BMPs are known to signal their cellular effects through the serine/threonine kinase receptors. BMPs act to increase the rate of transcription and/or stabilizing the mRNA and, therefore, upregulate the gene expression in osteoblastic cells and promote their specific phenotypic expression.[7],[13]

Recent therapeutic applications of synthetic BMPs have been observed in bone defects, nonunion surgery, spinal fusion, and also root canal surgery. The osteoinductive capacity of BMP-2 has been demonstrated in preclinical models and evaluated in multiple clinical trials.[7],[10],[11],[12],[14],[15],[16]
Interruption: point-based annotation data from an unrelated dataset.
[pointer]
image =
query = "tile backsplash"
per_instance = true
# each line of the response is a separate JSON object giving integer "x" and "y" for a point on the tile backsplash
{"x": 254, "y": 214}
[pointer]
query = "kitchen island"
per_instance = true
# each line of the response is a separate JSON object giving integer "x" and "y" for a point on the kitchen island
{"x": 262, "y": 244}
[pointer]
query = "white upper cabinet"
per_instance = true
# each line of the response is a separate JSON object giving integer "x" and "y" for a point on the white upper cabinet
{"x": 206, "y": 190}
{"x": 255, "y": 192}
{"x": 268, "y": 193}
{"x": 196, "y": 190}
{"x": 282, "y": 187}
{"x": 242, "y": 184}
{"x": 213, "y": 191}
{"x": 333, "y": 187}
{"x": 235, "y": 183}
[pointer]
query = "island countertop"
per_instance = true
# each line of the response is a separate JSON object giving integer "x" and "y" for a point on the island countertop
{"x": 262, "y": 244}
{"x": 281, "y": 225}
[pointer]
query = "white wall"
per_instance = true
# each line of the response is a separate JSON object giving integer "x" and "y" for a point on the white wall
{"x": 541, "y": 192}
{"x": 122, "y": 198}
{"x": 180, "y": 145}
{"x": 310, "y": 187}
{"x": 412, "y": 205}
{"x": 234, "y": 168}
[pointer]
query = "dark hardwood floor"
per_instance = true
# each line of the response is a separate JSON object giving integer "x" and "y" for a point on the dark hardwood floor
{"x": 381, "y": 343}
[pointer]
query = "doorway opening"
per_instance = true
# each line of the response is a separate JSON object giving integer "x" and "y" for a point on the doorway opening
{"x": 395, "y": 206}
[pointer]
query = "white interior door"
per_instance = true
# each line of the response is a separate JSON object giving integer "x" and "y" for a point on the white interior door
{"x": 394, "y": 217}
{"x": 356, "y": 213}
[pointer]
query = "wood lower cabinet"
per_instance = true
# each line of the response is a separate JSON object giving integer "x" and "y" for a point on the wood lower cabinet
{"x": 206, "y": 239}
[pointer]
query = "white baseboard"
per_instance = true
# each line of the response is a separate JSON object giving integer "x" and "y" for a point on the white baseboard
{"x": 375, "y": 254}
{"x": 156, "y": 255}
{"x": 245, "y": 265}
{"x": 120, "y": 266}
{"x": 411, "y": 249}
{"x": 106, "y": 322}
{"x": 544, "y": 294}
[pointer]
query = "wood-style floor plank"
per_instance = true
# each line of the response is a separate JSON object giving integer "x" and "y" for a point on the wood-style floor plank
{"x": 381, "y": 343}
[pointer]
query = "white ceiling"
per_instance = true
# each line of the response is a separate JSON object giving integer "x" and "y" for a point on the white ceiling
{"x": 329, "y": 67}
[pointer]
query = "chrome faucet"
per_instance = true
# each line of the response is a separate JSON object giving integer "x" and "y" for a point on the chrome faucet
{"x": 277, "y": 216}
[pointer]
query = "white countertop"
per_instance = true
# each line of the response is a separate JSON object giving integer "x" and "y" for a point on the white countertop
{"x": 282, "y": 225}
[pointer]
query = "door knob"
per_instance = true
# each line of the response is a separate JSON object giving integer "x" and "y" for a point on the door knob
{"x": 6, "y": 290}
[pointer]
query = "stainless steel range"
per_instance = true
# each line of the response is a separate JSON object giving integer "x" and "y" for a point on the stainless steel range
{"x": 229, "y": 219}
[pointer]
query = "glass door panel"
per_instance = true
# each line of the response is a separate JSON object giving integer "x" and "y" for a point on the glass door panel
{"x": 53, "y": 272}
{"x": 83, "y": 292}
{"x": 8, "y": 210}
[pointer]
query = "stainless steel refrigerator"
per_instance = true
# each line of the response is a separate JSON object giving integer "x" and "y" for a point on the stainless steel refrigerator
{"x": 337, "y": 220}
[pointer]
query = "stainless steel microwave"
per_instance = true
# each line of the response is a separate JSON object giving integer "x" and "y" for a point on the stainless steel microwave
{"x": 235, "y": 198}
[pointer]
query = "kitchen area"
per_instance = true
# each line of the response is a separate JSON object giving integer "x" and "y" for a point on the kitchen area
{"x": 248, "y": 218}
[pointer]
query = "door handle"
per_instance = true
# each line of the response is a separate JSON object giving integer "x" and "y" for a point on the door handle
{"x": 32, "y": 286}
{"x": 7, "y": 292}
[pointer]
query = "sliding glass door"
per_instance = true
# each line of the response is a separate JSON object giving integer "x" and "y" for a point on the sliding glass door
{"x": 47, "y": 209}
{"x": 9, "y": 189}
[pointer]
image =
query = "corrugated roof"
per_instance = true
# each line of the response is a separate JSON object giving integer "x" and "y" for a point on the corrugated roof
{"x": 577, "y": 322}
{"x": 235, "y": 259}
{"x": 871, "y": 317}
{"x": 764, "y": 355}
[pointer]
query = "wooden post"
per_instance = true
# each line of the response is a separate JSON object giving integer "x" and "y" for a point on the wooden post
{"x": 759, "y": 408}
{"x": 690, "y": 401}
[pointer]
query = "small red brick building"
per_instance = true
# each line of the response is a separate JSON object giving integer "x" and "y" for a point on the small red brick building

Since the publication in 2002 of the “rhBMP-2 Evaluation in Surgery for Tibial Trauma” study by Govender et al., which found BMP-2 to be safe and significantly superior to the standard of care in accelerating fracture and wound healing, and the subsequent approval by the both the United Kingdom's National Institute for Clinical Excellence and the United States Food and Drug Administration (FDA) for the use of BMP-2 for spinal surgery and open fractures, there has been great interest in the use of this particular synthetic substance within the domain of nonunion surgery.[15] Subsequent literature reviews have demonstrated that though BMP-2 has equivalent union rates and outcomes, the costs and complications of its application versus autograft harvesting are something that needs further research. This explains why BMP-2 is still not an approved product by the FDA for use in nonunion surgery. The lack of high-quality published literature, therefore, necessitates further research to understand and identify the true effect of BMP-2 on bone healing.

Desai et al. also showed a mean and median time to union of 27.6 and 21 weeks (193 and 147 days), respectively, in recalcitrant nonunions of the tibia.[16] This was a retrospective case series study of nine patients, which was not included in our study due to our exclusion criteria. All patients in their study received a combination of ABGs and BMPs. They did not make a comparison between groups. However, they concluded that ABGs in addition to BMP stimulates bone production and consolidation, which correlated with the results by Takemoto et al. as above.[12],[16]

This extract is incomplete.